Saturday, November 26, 2011
It's very personal - why I write about my own life in public
Monday, November 21, 2011
A good self-help book is a good friend
Sunday, November 20, 2011
A lapse is not a relapse
I don't know about other people, but to me depression always feels like failure. The reason I write publicly about these moments in this blog is that I know how important it is to me when I read or hear that other people don't always feel great. I don't mean that I want others to suffer, or resent their happiness. It's more that it's reassuring to know we are all human, and all fart in the bath sometimes, even the people who I revere as great role models. So reading about how the Dalai Lama had a terrible problem with his temper makes me feel a lot better about how angry and irritable I get sometimes. Likewise reading that Dr David Burns, the great psychiatrist and author of 'Feeling Good: The New Mood Therapy' and other powerful books, yelled at his son or was a geek who couldn't get a date at high school makes it easier to accept that I'm not always the person I'd like to be. Or hearing that John Kirwan, the All Black I most admire because of his honesty about his struggles with depression, still has the odd down day.
Perfection is intimidating, because we are not built to be perfect. But what I know after all my years of transforming depression into happiness is that a lapse does not have to be a relapse. If I use the tools I've learned - like recognising and challenging distorted thoughts, planning my day (including fun and pleasure!), writing down the good things, talking to trusted friends, getting outside for exercise and bright light, accepting my feelings and working on a goal - this too shall pass, and I'll be back in my happy place.
Tuesday, November 8, 2011
Making time for the good things in life
After all that fun coming home could have been a bummer. Luckily I had planned the holiday so I had some days to get over going on holiday! I had a pile of newspapers and magazines a friend passes on to me to read (one of my favourite lazy day activities), a garden to dig and seedlings to plant. The days passed in a pleasant haze with lots of good things to enjoy and write about. But over this sunny time loomed the dark cloud marked 'back to reality on Monday'. Work (which I actually love), finances and admin (not so much fun) and just the normal humdrum routine. To keep my sunny holiday mood it was important to plan good things - like a walk with a friend and her dog, phone calls to people I like, andspending time in the garden in the early morning or evening.
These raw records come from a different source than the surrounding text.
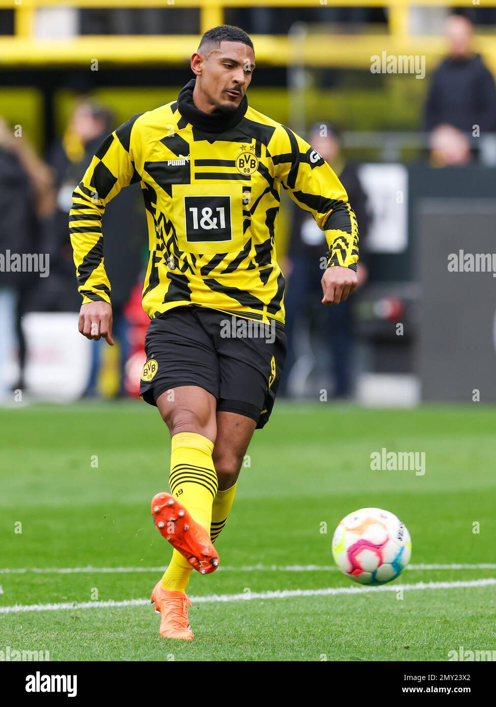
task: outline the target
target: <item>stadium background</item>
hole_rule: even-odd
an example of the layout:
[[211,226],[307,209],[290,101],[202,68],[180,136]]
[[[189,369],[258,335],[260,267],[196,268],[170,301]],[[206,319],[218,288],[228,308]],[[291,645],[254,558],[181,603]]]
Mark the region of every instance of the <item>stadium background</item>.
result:
[[[332,534],[340,518],[364,506],[387,508],[405,521],[417,563],[409,580],[492,580],[494,280],[490,272],[450,272],[447,259],[459,249],[480,253],[494,250],[496,138],[492,131],[468,134],[471,152],[466,163],[443,167],[425,130],[426,98],[432,73],[448,51],[444,33],[454,10],[473,19],[474,49],[496,75],[496,0],[480,5],[462,0],[23,0],[19,4],[0,0],[0,116],[5,124],[0,148],[11,149],[13,134],[25,146],[23,164],[28,165],[31,189],[41,189],[47,197],[43,204],[38,194],[30,247],[50,254],[47,278],[23,279],[25,274],[21,274],[6,289],[0,284],[0,568],[8,570],[0,575],[2,605],[84,602],[90,598],[89,588],[95,586],[105,600],[142,597],[153,575],[146,575],[144,582],[139,573],[119,577],[97,571],[93,575],[88,570],[50,574],[50,568],[125,568],[144,560],[149,566],[162,563],[153,528],[142,535],[140,530],[149,496],[164,486],[165,433],[147,406],[122,399],[135,394],[143,363],[146,318],[140,313],[138,284],[146,256],[142,205],[129,198],[131,187],[109,206],[105,219],[115,218],[113,225],[109,221],[105,230],[103,221],[106,240],[113,239],[116,246],[108,259],[125,262],[125,239],[132,264],[124,281],[130,284],[126,286],[129,297],[122,296],[121,302],[122,317],[130,322],[131,360],[123,391],[117,347],[99,347],[95,373],[96,347],[77,332],[79,300],[69,238],[64,240],[59,225],[64,218],[67,189],[62,187],[67,186],[67,175],[57,182],[53,165],[62,151],[69,156],[64,168],[70,168],[72,158],[74,164],[81,165],[74,179],[83,172],[78,162],[83,161],[83,151],[69,128],[81,101],[90,99],[113,129],[134,113],[173,100],[190,77],[190,58],[202,33],[222,22],[241,26],[253,40],[257,69],[248,93],[252,105],[304,134],[316,122],[339,129],[343,153],[359,165],[371,223],[362,244],[368,276],[349,310],[354,381],[345,396],[349,399],[333,402],[335,381],[325,334],[325,310],[323,313],[318,302],[309,297],[295,327],[299,360],[287,381],[287,399],[276,404],[267,431],[255,436],[250,465],[242,472],[245,480],[226,537],[219,541],[224,563],[233,571],[219,572],[220,585],[210,591],[242,592],[247,584],[262,592],[282,587],[346,587],[344,578],[325,570],[330,535],[319,531],[315,518],[325,519]],[[425,57],[425,78],[371,73],[371,58],[382,52]],[[33,174],[43,178],[37,181]],[[2,182],[4,193],[8,183]],[[284,199],[278,239],[288,270],[292,221]],[[15,239],[8,240],[4,232],[0,243],[2,250],[13,250]],[[290,273],[288,281],[290,286]],[[21,303],[17,310],[16,300]],[[16,337],[16,317],[25,341],[23,380],[19,378],[24,354]],[[86,399],[80,400],[85,392]],[[385,407],[393,410],[381,409]],[[383,447],[425,451],[429,470],[425,479],[415,472],[394,477],[379,472],[380,478],[373,474],[370,454]],[[93,455],[99,457],[105,479],[96,481],[99,472],[90,469]],[[308,484],[301,484],[301,469],[312,469]],[[270,479],[269,499],[260,484],[266,478]],[[299,510],[296,532],[287,508],[301,498],[308,500],[308,508]],[[23,506],[31,514],[31,527],[19,510]],[[261,519],[269,508],[273,514],[267,525]],[[108,524],[103,529],[103,518],[113,519],[112,527]],[[19,520],[26,530],[17,535],[12,527]],[[482,535],[473,534],[474,522],[482,523]],[[263,532],[251,534],[253,522],[259,530],[263,527]],[[144,538],[147,549],[139,544]],[[253,566],[263,566],[250,582],[235,571],[241,564],[240,548],[246,553],[243,562],[248,558]],[[301,575],[283,571],[284,566],[306,566],[307,561],[308,571]],[[312,563],[317,570],[309,568]],[[456,563],[464,569],[456,570]],[[422,563],[431,569],[422,569]],[[47,573],[22,573],[36,567]],[[280,574],[275,571],[277,567],[282,568]],[[208,594],[199,583],[192,591],[197,596]],[[326,604],[332,597],[311,598],[304,604],[295,600],[289,617],[273,604],[252,609],[251,602],[249,608],[243,604],[239,635],[224,605],[219,625],[204,614],[197,621],[204,622],[207,634],[215,633],[216,645],[224,646],[222,650],[230,646],[223,655],[244,660],[319,660],[323,654],[329,660],[445,660],[446,650],[460,641],[470,648],[476,636],[475,647],[484,648],[492,640],[487,617],[494,611],[494,599],[479,586],[465,591],[454,590],[447,599],[442,598],[444,592],[432,592],[438,596],[422,601],[417,592],[419,603],[405,609],[406,621],[399,602],[391,617],[383,595],[376,600],[375,621],[352,627],[350,614],[364,615],[370,606],[367,597],[355,603],[353,596],[343,595],[339,611]],[[200,604],[202,611],[204,606],[207,604]],[[20,632],[15,613],[0,613],[0,630],[6,629],[5,640],[12,645],[16,645],[14,635],[26,647],[44,641],[57,657],[160,659],[158,643],[144,651],[138,645],[140,636],[146,641],[150,626],[153,631],[156,627],[144,613],[148,609],[136,610],[137,614],[126,612],[134,631],[132,644],[127,638],[122,643],[118,631],[105,645],[98,643],[92,633],[98,619],[83,610],[79,615],[84,631],[77,645],[70,619],[63,613],[57,619],[45,614],[42,621],[26,614]],[[103,621],[110,631],[119,609],[105,611]],[[315,621],[323,612],[328,629],[347,627],[346,642],[340,639],[330,648],[324,626],[315,643]],[[102,610],[99,616],[103,615]],[[256,632],[251,622],[255,618],[260,621],[260,617],[263,623],[279,622],[287,631],[284,648],[275,648],[272,634],[258,650],[253,647]],[[384,632],[389,621],[398,641],[394,631]],[[296,622],[302,631],[300,642],[291,636]],[[191,655],[204,660],[211,646],[205,642],[195,650]]]

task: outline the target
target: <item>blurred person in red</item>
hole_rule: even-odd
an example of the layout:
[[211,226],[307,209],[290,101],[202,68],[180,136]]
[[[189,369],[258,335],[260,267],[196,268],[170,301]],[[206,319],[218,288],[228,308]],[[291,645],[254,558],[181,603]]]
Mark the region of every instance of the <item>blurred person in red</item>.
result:
[[24,388],[27,351],[22,318],[40,282],[40,273],[11,268],[11,257],[38,254],[43,257],[46,268],[42,276],[49,274],[44,228],[54,209],[50,170],[26,139],[15,136],[0,117],[0,398],[7,392],[4,368],[13,349],[17,353],[19,372],[12,387]]
[[[330,124],[318,122],[308,132],[308,142],[333,167],[353,204],[360,229],[360,240],[367,236],[370,222],[367,196],[358,175],[357,165],[347,162],[341,151],[339,135]],[[281,381],[283,393],[287,392],[291,369],[296,363],[295,338],[297,323],[305,316],[306,310],[320,290],[321,271],[318,263],[325,245],[324,232],[306,212],[293,207],[291,213],[291,234],[284,274],[287,285],[286,335],[288,338],[286,367]],[[362,256],[357,266],[359,286],[364,283],[367,270]],[[324,265],[324,267],[325,266]],[[330,306],[323,312],[328,323],[328,344],[331,354],[330,369],[334,382],[333,397],[347,398],[352,394],[352,318],[350,300],[339,307]]]
[[446,23],[449,54],[434,72],[425,104],[425,130],[452,125],[463,132],[496,131],[496,86],[473,49],[473,25],[463,15]]

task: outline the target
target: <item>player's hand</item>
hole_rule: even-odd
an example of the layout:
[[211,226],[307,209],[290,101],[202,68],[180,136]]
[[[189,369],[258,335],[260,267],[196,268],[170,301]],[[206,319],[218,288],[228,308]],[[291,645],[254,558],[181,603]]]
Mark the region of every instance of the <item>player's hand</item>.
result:
[[112,305],[108,302],[88,302],[81,305],[79,310],[79,332],[86,339],[98,341],[100,337],[111,346],[114,345],[112,338]]
[[324,271],[321,281],[323,305],[338,305],[347,299],[358,284],[357,273],[349,267],[334,265]]

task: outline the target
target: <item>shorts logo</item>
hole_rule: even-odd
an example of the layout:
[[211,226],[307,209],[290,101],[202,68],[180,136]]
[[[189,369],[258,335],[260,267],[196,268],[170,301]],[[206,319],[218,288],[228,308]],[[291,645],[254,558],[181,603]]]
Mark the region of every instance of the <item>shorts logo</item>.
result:
[[275,358],[274,356],[270,359],[270,378],[269,378],[269,387],[275,380]]
[[150,360],[147,361],[143,367],[142,380],[151,380],[158,370],[158,364],[157,362],[154,358],[150,358]]
[[236,168],[242,175],[253,175],[258,169],[258,158],[251,152],[242,152],[236,158]]

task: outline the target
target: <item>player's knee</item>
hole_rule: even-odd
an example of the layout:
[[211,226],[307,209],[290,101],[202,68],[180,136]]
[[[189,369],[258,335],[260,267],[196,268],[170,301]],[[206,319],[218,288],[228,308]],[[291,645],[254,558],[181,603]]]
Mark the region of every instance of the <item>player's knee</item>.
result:
[[219,488],[229,489],[236,483],[243,455],[236,450],[218,450],[214,447],[212,456],[219,479]]
[[171,437],[180,432],[194,432],[212,441],[215,440],[215,418],[208,413],[180,409],[161,411],[161,413]]

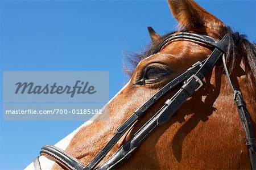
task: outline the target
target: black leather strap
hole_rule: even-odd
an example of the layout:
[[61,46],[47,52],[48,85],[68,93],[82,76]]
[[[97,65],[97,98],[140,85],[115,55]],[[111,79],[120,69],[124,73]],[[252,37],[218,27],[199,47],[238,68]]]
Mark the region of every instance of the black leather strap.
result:
[[253,169],[256,169],[255,139],[251,121],[246,108],[245,102],[243,100],[241,92],[237,90],[235,90],[234,96],[234,99],[237,104],[237,110],[245,133],[245,141],[250,155],[251,168]]
[[224,53],[226,52],[228,46],[226,42],[214,39],[207,35],[181,32],[172,34],[166,37],[164,42],[160,45],[161,48],[167,42],[177,39],[190,40],[205,43],[218,48]]
[[232,83],[226,64],[225,55],[222,56],[222,62],[228,82],[234,92],[234,100],[237,105],[237,110],[245,133],[245,143],[246,144],[250,155],[250,160],[252,169],[256,169],[256,146],[254,133],[249,113],[246,108],[245,101],[243,100],[241,92],[237,90]]

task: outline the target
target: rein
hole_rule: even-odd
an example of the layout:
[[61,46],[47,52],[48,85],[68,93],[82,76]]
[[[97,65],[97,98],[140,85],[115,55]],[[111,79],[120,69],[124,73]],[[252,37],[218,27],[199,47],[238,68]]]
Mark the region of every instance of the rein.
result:
[[[186,32],[172,34],[166,38],[160,45],[164,48],[167,43],[176,40],[185,40],[206,44],[214,47],[210,56],[203,62],[197,62],[182,74],[169,82],[159,91],[152,96],[141,107],[122,124],[116,130],[115,134],[104,147],[87,165],[84,165],[77,159],[71,156],[62,150],[52,145],[43,146],[40,155],[44,155],[58,163],[63,168],[68,169],[89,170],[94,169],[106,155],[117,143],[124,134],[146,113],[146,111],[164,94],[178,85],[183,85],[171,98],[166,100],[163,106],[146,124],[144,124],[119,150],[106,161],[98,167],[97,169],[112,169],[123,163],[130,158],[141,144],[149,137],[157,128],[167,122],[179,109],[186,100],[198,91],[203,85],[203,79],[211,70],[216,62],[222,57],[223,65],[229,84],[234,92],[234,100],[237,104],[238,113],[241,120],[246,135],[252,169],[256,169],[256,147],[253,126],[247,110],[245,103],[241,92],[236,90],[232,83],[226,68],[225,53],[228,46],[228,36],[226,35],[221,40],[216,40],[209,36]],[[141,82],[143,84],[143,82]],[[40,162],[37,157],[34,162],[35,169],[41,169]]]

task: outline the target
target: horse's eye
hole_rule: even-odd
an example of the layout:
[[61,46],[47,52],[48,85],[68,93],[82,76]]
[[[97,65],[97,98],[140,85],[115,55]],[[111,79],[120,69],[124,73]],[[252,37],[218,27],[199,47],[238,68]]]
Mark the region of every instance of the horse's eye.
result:
[[154,67],[148,69],[146,73],[146,80],[154,80],[162,78],[166,74],[166,70],[160,67]]
[[151,65],[143,71],[140,78],[135,83],[137,85],[143,85],[156,83],[167,74],[167,69],[159,65]]

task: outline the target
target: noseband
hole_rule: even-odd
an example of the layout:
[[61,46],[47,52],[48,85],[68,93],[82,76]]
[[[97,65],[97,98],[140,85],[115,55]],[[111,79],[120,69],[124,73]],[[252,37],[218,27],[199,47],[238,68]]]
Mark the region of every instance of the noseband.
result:
[[[40,155],[49,158],[65,169],[82,170],[94,169],[119,139],[145,114],[146,111],[150,107],[171,90],[183,84],[180,90],[171,99],[166,100],[161,109],[144,124],[129,141],[97,168],[97,169],[114,169],[130,158],[134,151],[158,126],[167,122],[186,100],[203,86],[203,79],[222,57],[226,75],[233,91],[234,100],[245,130],[246,144],[249,150],[251,168],[253,169],[256,169],[255,141],[249,114],[241,93],[235,88],[226,66],[225,54],[228,45],[228,39],[227,35],[221,40],[218,40],[206,35],[187,32],[179,32],[168,36],[161,44],[161,48],[172,41],[184,40],[207,44],[214,47],[214,49],[208,58],[202,62],[195,63],[182,74],[169,82],[141,107],[137,109],[130,118],[117,129],[115,135],[87,165],[84,165],[65,151],[52,145],[43,146],[40,152]],[[38,157],[35,159],[34,163],[35,169],[41,169]]]

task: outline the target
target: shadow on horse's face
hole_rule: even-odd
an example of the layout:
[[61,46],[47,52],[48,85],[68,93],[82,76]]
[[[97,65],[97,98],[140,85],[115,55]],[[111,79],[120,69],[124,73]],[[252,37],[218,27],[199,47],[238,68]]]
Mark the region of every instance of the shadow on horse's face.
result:
[[[179,31],[207,35],[216,39],[221,39],[226,33],[227,28],[221,21],[193,1],[170,0],[168,2],[180,26]],[[164,37],[152,28],[149,31],[152,44],[159,45]],[[88,163],[137,108],[193,63],[209,57],[212,48],[197,42],[188,40],[172,41],[159,52],[146,56],[134,70],[130,80],[108,104],[109,121],[96,121],[82,128],[66,151],[81,162]],[[236,73],[241,77],[232,77],[235,85],[239,87],[246,81],[251,84],[251,80],[245,75],[245,61],[241,58],[237,61],[240,63],[236,68],[240,69]],[[221,63],[217,63],[204,82],[204,88],[188,99],[172,118],[157,129],[121,168],[250,168],[247,148],[243,145],[244,133]],[[255,106],[247,94],[255,96],[256,92],[255,89],[249,89],[246,86],[241,90],[249,100],[249,110],[253,112]],[[103,161],[127,141],[179,89],[175,88],[154,103]],[[252,117],[255,120],[255,116]],[[58,168],[55,165],[53,169]]]

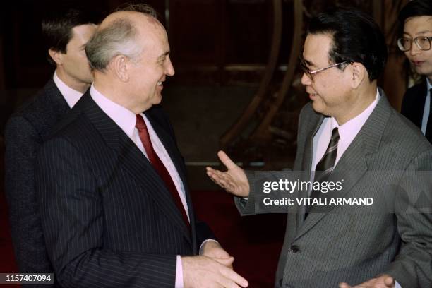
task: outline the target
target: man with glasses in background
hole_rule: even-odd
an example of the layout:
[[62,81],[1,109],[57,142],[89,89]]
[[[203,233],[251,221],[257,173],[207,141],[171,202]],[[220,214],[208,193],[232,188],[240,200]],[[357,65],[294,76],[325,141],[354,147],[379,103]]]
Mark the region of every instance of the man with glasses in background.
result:
[[414,0],[399,13],[403,30],[397,47],[408,58],[414,71],[421,76],[421,82],[405,92],[401,113],[421,129],[432,143],[431,89],[432,89],[432,1]]
[[[275,286],[431,287],[432,216],[409,202],[419,199],[421,179],[396,188],[400,174],[432,170],[432,146],[377,85],[387,60],[378,26],[355,10],[320,14],[311,20],[300,59],[311,101],[300,113],[294,172],[285,172],[287,179],[342,181],[342,190],[328,197],[371,197],[379,205],[359,212],[364,210],[294,200]],[[222,151],[218,156],[227,171],[208,167],[208,175],[236,196],[242,215],[263,211],[264,176],[244,171]],[[431,190],[424,190],[422,204],[430,208]],[[289,193],[316,200],[320,192]]]

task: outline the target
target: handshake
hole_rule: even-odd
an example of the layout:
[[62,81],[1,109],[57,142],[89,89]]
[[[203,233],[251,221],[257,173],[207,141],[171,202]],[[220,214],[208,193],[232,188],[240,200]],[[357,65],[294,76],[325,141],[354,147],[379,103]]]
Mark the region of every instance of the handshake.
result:
[[203,256],[181,257],[184,287],[247,287],[246,280],[232,270],[234,260],[217,241],[205,242]]

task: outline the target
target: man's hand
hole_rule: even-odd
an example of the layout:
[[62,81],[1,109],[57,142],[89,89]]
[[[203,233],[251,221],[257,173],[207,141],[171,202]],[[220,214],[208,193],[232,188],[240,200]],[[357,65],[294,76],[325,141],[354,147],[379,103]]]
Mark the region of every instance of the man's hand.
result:
[[240,288],[248,285],[246,279],[206,256],[181,257],[185,288]]
[[237,166],[223,151],[219,151],[217,156],[228,169],[222,172],[206,167],[207,175],[217,185],[227,192],[239,197],[249,196],[249,183],[244,170]]
[[340,283],[340,288],[393,288],[395,287],[395,280],[388,274],[383,274],[376,278],[372,278],[368,281],[359,285],[351,287],[347,283]]
[[220,264],[232,269],[234,257],[228,254],[219,243],[215,241],[208,241],[203,247],[203,255],[219,262]]

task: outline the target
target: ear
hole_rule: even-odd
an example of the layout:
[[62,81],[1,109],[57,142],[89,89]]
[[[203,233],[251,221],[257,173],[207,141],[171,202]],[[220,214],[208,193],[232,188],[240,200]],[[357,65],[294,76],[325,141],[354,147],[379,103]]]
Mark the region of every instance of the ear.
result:
[[56,62],[56,64],[61,65],[63,64],[63,53],[59,51],[49,49],[48,49],[48,54],[49,54],[51,59]]
[[131,65],[131,62],[124,55],[117,55],[111,61],[114,73],[122,82],[129,80],[129,65]]
[[368,71],[366,67],[359,62],[354,62],[350,66],[352,77],[352,86],[356,89],[360,85],[365,78],[368,77]]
Even more important was making time to notice all the good things that happen each day. Once my routine took over, the good things decreased in number, crowded out by finances and admin. This is where my routine really works for me, because it is my habit to write down each day the good things from the day before. I've done it for decades, so it feels strange if I don't do it. If I'm running short of time or feeling bored, I make it just three good things. Anything can go in there - the fact that I got the washing in before it rained, making a nice meal, talking on the phone to a friend, getting an administrative task I'd been dreading done and finding it not so bad! Some people like to write the good things down once a week, but in my situation of coping with a chronic illness, low income, and all the paperwork that goes with being on a benefit, writing them down daily helps me notice that they do happen, and helps keep my mood sunny. Now I'm back to reality and still feeling good.